WASHINGTON (CNN) - The chances that any significant immigration legislation will be enacted before the midterm election grew more remote on Friday, when House Majority Leader Eric Cantor's office said it would not allow debate on a narrowly crafted proposal sponsored by a fellow Republican.
President Barack Obama and Senate Democrats made a major push this week on the issue, hoping to put pressure on House Speaker John Boehner to allow a vote before the August summer break.
But Boehner and other House GOP leaders have repeatedly rejected calls to vote on a Senate-passed comprehensive immigration bill. They insist the only way the House will act is using a step by step approach.

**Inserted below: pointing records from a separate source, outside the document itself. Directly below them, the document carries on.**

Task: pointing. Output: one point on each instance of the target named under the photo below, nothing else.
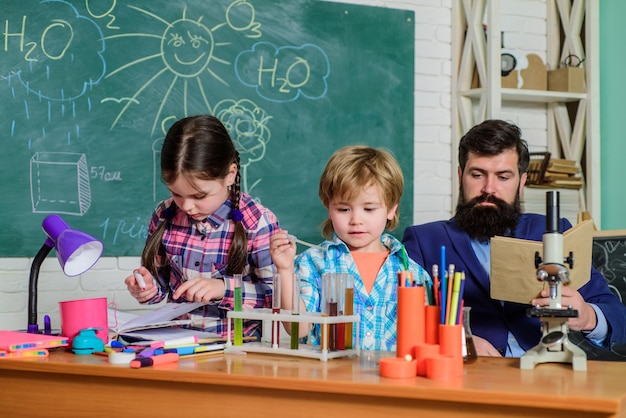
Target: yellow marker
(454, 304)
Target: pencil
(454, 303)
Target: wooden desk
(258, 385)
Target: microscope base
(563, 352)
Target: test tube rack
(303, 350)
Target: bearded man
(493, 160)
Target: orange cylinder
(411, 313)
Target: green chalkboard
(89, 88)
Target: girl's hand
(145, 294)
(201, 290)
(282, 250)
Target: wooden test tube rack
(304, 350)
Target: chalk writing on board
(59, 183)
(91, 87)
(185, 51)
(609, 257)
(284, 74)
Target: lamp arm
(32, 286)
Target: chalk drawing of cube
(59, 183)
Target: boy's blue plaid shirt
(377, 310)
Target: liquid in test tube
(295, 305)
(349, 308)
(276, 310)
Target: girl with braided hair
(207, 231)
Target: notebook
(19, 341)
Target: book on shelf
(568, 183)
(534, 200)
(554, 167)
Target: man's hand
(586, 320)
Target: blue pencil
(458, 314)
(443, 282)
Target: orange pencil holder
(451, 346)
(411, 314)
(433, 319)
(423, 352)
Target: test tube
(327, 281)
(238, 337)
(348, 308)
(276, 310)
(331, 306)
(295, 310)
(340, 291)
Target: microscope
(554, 346)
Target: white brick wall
(433, 166)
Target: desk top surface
(496, 381)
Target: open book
(513, 271)
(158, 324)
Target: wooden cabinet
(573, 126)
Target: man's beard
(484, 222)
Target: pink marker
(140, 281)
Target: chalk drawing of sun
(187, 51)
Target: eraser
(121, 358)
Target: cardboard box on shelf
(533, 77)
(570, 79)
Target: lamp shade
(77, 251)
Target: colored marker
(181, 351)
(140, 281)
(293, 238)
(153, 361)
(175, 342)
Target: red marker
(154, 360)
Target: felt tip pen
(175, 342)
(181, 351)
(154, 360)
(140, 281)
(293, 238)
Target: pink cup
(84, 313)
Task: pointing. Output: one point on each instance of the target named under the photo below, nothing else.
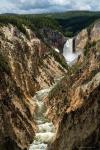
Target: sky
(43, 6)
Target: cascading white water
(68, 53)
(46, 131)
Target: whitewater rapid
(46, 131)
(70, 56)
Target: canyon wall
(74, 105)
(26, 66)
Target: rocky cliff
(26, 65)
(74, 104)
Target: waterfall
(68, 52)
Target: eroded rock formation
(27, 65)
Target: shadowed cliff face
(75, 103)
(26, 65)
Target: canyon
(49, 89)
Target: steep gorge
(27, 65)
(74, 104)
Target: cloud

But resistance from a majority of House conservatives to even start that process has stalled any movement on immigration, and the latest attempt illustrates the prospects for reform aren't good this year.
California Republican Rep. Jeff Denham, whose agricultural district is home to many immigrant workers, wants to add his targeted immigration measure to the defense bill next week.
His “ENLIST Act” would allow young people brought into the country illegally to join the military and gain legal status. But even before he gets the chance to offer his amendment, Cantor's office is shutting it down.
"No proposed ENLIST amendments to NDAA will be made in order," Doug Heye, a spokesman for Cantor, said in a statement.
Last month, the backlash from a group of House GOP members who said Denham's proposal amounted to "amnesty" prevented it from being considered as part of the original defense bill in committee.
House Armed Services Chairman Buck McKeon, a co-sponsor of the ENLIST act, worried the controversial amendment could become a poison pill and jeopardize the defense legislation’s passage.
On Friday, White House spokesman Jay Carney said the House would “pursue its own path in the construction of an immigration reform package.”
But he also said that the Obama administration would only support a series of bills if they achieved major overhaul of the current immigration system, and that those measures must include a path to citizenship for undocumented workers.
With fewer than three dozen legislative days left before Congress takes a month-long summer recess, the window for acting on immigration is narrow. If there is no will to take up the ENLIST act now, that doesn't bode well for any other immigration action this year.